Must non-Dutch resident taxpayers from different Member States be treated equally for tax purposes or, is the Netherlands allowed, for example, to treat residents of one Member State more favorably than residents of another Member State? This concept is commonly known as the “most-favored nation principle. Differences in treatment may be observed, for example, with respect to withholding tax rates or tax credits, which may vary from one tax treaty to another.

In 2003, the ’s-Hertogenbosch Court of Appeals requested that the European Court of Justice (“ECJ”) issue a preliminary ruling about this principle in what is known as the D case. In that case, a German resident (“Mr. D.”) had invested some 10% of his assets in real estate located in the Netherlands. When he was sent the 1998 net wealth tax assessment, he was denied the right to deduct a tax-free threshold, since non-Dutch resident taxpayers were only entitled to apply this threshold if they had invested 90% or more of their assets in the Netherlands. Mr. D. believed he had been discriminated against in comparison to Belgian residents because, under the tax treaty concluded between the Netherlands and Belgium, Belgian residents were entitled to a tax-free threshold, even if less than 90% of their assets were invested in Dutch real estate.
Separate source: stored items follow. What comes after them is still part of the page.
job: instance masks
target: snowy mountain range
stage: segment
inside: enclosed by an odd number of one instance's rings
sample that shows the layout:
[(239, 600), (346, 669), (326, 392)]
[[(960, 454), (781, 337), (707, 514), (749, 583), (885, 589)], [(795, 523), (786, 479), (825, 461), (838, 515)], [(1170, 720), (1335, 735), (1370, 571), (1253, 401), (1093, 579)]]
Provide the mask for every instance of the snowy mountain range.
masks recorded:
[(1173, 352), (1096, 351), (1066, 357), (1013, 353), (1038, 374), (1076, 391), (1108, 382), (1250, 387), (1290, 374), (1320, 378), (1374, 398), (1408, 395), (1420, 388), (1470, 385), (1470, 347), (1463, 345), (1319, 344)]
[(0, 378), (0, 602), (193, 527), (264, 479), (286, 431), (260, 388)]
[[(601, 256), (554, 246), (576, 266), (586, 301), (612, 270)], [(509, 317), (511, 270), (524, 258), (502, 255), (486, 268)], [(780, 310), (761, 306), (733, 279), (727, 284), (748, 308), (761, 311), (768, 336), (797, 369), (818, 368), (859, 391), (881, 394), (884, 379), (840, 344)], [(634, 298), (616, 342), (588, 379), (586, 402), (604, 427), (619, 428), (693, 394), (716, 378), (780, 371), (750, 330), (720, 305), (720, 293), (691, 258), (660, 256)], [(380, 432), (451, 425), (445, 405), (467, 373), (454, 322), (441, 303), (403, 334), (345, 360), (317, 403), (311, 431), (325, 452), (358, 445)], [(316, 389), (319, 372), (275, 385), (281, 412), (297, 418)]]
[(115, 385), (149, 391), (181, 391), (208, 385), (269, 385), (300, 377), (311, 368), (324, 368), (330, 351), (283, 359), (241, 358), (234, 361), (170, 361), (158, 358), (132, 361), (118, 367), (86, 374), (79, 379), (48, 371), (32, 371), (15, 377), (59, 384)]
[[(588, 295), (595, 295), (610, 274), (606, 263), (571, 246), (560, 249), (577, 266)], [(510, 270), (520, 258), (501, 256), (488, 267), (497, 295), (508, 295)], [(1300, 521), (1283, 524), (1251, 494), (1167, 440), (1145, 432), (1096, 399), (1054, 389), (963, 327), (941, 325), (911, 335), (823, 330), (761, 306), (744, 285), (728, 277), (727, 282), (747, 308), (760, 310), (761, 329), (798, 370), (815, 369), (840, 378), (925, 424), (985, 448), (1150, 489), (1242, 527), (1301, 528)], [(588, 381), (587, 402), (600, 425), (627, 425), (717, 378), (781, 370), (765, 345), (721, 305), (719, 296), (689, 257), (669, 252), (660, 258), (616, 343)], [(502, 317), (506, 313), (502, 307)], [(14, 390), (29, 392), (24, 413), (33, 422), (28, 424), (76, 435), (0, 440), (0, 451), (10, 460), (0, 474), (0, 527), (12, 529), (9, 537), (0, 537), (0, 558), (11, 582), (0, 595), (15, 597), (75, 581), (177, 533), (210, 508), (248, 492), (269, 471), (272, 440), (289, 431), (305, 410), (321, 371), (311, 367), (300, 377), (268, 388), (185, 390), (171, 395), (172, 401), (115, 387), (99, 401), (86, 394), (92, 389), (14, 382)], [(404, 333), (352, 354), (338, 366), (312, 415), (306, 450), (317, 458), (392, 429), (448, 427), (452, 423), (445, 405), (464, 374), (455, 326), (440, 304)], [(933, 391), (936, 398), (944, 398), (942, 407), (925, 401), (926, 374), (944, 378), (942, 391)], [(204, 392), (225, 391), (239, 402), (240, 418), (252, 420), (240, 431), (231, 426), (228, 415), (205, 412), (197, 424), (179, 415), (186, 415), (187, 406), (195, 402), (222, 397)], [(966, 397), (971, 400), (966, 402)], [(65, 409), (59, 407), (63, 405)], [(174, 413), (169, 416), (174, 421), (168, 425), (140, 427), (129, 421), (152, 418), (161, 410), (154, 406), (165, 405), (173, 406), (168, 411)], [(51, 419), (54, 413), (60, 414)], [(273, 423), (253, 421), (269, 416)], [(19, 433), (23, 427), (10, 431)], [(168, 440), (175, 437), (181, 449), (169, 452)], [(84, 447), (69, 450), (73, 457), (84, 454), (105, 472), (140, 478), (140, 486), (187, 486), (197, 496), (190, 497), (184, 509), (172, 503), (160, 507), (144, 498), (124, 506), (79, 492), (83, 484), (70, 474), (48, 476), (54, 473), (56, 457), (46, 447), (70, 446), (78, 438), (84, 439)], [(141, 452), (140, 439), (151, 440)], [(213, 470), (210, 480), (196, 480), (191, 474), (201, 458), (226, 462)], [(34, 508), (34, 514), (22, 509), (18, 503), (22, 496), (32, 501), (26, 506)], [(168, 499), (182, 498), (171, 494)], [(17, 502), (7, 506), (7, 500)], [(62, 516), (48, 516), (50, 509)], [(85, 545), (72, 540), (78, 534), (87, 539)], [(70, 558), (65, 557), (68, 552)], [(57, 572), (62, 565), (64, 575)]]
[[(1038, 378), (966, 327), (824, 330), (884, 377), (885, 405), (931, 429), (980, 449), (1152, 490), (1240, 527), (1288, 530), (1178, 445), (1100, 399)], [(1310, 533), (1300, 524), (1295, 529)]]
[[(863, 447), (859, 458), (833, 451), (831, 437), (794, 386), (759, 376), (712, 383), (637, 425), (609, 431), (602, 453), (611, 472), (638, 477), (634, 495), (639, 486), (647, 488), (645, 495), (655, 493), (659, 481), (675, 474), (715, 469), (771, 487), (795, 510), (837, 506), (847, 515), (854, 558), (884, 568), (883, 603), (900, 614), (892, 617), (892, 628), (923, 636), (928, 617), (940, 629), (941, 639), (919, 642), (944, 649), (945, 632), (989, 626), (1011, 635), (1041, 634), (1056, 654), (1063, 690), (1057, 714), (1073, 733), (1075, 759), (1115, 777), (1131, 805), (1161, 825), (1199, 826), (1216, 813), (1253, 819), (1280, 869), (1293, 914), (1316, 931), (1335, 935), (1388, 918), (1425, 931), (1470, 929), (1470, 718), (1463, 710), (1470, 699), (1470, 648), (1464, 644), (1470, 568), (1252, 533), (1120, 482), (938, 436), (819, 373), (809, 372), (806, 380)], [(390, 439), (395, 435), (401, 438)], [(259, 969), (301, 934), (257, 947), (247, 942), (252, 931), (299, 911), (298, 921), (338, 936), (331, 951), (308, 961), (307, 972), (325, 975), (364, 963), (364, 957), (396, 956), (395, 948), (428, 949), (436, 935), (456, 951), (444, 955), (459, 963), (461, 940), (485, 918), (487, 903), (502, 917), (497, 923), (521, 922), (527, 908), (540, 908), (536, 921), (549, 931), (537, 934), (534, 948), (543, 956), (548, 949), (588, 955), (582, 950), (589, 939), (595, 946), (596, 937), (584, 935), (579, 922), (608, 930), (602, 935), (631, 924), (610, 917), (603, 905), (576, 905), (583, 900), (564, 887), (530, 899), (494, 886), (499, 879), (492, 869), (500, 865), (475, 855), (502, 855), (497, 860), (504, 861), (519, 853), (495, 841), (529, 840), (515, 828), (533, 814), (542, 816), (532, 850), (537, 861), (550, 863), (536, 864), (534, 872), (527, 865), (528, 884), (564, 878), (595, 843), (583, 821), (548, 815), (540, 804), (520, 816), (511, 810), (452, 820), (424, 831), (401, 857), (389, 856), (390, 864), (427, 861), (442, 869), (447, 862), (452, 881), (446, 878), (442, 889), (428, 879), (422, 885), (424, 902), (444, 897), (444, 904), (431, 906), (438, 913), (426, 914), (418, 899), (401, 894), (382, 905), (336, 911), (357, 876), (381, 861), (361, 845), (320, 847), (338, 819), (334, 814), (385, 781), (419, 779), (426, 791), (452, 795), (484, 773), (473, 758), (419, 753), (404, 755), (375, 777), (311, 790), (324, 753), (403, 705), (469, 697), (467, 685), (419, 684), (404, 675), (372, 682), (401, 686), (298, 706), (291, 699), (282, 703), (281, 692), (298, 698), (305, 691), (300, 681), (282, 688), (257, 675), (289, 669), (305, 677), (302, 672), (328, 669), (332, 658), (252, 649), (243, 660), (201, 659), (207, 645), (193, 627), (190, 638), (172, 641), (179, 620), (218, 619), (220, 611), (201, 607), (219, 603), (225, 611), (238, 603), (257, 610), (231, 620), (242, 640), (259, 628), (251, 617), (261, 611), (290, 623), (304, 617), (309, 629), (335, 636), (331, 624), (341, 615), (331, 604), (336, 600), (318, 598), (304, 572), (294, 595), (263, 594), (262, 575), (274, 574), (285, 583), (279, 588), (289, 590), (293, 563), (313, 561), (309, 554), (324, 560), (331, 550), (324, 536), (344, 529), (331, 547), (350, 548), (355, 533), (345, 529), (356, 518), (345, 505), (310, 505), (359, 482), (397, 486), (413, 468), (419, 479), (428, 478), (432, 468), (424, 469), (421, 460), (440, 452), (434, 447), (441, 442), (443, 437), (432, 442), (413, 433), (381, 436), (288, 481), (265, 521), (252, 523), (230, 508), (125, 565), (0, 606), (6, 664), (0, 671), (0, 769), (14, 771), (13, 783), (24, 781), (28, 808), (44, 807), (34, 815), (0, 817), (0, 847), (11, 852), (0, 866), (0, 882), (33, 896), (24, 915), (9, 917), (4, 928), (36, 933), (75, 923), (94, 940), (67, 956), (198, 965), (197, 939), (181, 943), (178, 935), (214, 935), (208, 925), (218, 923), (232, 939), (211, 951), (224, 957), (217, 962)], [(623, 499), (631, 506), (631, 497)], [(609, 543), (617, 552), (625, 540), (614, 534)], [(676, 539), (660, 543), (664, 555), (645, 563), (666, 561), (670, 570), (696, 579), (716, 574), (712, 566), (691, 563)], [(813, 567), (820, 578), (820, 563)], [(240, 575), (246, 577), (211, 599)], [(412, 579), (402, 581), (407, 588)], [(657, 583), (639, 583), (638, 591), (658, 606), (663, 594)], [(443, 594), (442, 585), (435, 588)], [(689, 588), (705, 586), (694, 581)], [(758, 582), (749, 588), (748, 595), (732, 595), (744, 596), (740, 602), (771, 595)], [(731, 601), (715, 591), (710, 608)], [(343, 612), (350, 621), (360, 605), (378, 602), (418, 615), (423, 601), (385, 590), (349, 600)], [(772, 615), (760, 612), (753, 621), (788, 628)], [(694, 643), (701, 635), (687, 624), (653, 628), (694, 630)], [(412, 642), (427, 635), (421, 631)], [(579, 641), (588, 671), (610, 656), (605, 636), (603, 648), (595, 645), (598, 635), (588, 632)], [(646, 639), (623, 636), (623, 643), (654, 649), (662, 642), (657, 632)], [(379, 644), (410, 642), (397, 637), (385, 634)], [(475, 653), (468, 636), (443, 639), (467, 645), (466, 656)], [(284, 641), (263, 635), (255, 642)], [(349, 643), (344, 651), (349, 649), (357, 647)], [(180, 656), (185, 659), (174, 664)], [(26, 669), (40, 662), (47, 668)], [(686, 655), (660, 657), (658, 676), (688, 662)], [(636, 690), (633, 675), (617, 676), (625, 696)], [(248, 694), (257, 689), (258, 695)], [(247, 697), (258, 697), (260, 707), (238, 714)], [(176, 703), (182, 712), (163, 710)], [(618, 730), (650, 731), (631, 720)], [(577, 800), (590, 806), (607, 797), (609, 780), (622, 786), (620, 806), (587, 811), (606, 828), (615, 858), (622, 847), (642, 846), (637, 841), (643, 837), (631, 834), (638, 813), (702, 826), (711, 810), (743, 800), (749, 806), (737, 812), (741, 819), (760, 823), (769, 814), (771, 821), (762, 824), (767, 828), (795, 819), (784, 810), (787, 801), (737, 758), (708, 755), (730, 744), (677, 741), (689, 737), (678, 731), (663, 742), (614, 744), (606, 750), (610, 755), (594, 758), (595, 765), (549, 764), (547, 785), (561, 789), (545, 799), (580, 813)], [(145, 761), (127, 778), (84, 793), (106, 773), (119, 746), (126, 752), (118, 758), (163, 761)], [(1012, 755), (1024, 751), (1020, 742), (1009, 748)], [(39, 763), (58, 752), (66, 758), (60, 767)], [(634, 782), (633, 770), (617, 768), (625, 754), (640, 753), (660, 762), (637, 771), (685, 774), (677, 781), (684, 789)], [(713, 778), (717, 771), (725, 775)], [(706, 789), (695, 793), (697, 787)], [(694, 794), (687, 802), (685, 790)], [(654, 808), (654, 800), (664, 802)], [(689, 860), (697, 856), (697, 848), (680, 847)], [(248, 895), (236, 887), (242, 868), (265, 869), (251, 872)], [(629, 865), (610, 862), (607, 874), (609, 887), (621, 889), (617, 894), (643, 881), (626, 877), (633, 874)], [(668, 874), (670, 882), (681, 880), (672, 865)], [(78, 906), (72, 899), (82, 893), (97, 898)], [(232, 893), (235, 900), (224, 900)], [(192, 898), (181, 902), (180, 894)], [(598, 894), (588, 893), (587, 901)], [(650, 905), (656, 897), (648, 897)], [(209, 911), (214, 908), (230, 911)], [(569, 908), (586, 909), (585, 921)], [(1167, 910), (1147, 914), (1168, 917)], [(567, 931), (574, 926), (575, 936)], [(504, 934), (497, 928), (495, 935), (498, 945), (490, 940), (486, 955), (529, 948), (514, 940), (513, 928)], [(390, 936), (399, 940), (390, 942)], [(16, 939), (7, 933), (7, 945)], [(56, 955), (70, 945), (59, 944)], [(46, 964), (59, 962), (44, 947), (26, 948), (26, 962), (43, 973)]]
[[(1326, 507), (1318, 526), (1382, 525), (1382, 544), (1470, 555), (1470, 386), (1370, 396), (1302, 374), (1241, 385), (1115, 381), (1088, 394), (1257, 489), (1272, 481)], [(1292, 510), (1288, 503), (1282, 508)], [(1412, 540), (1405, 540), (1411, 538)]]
The ’s-Hertogenbosch Court of Appeals shared Mr. D’s view, and submittedquestions to the ECJ for a preliminary ruling. The ECJ, however, dismissed Mr. D’s claim to most-favored nation treatment because, in its opinion, a tax treaty forms a set of reciprocal rights and obligations that apply only to residents of one of the two contracting states. It follows from this that, with respect to net wealth tax on real estate located in the Netherlands, a taxpayer resident in Belgium is not in the same situation as a taxpayer resident outside of Belgium. Entitlements granted under the treaty concluded between Belgium and the Netherlands may not be separated from the remainder of the treaty, but form an integral part of it and contribute to its overall balance.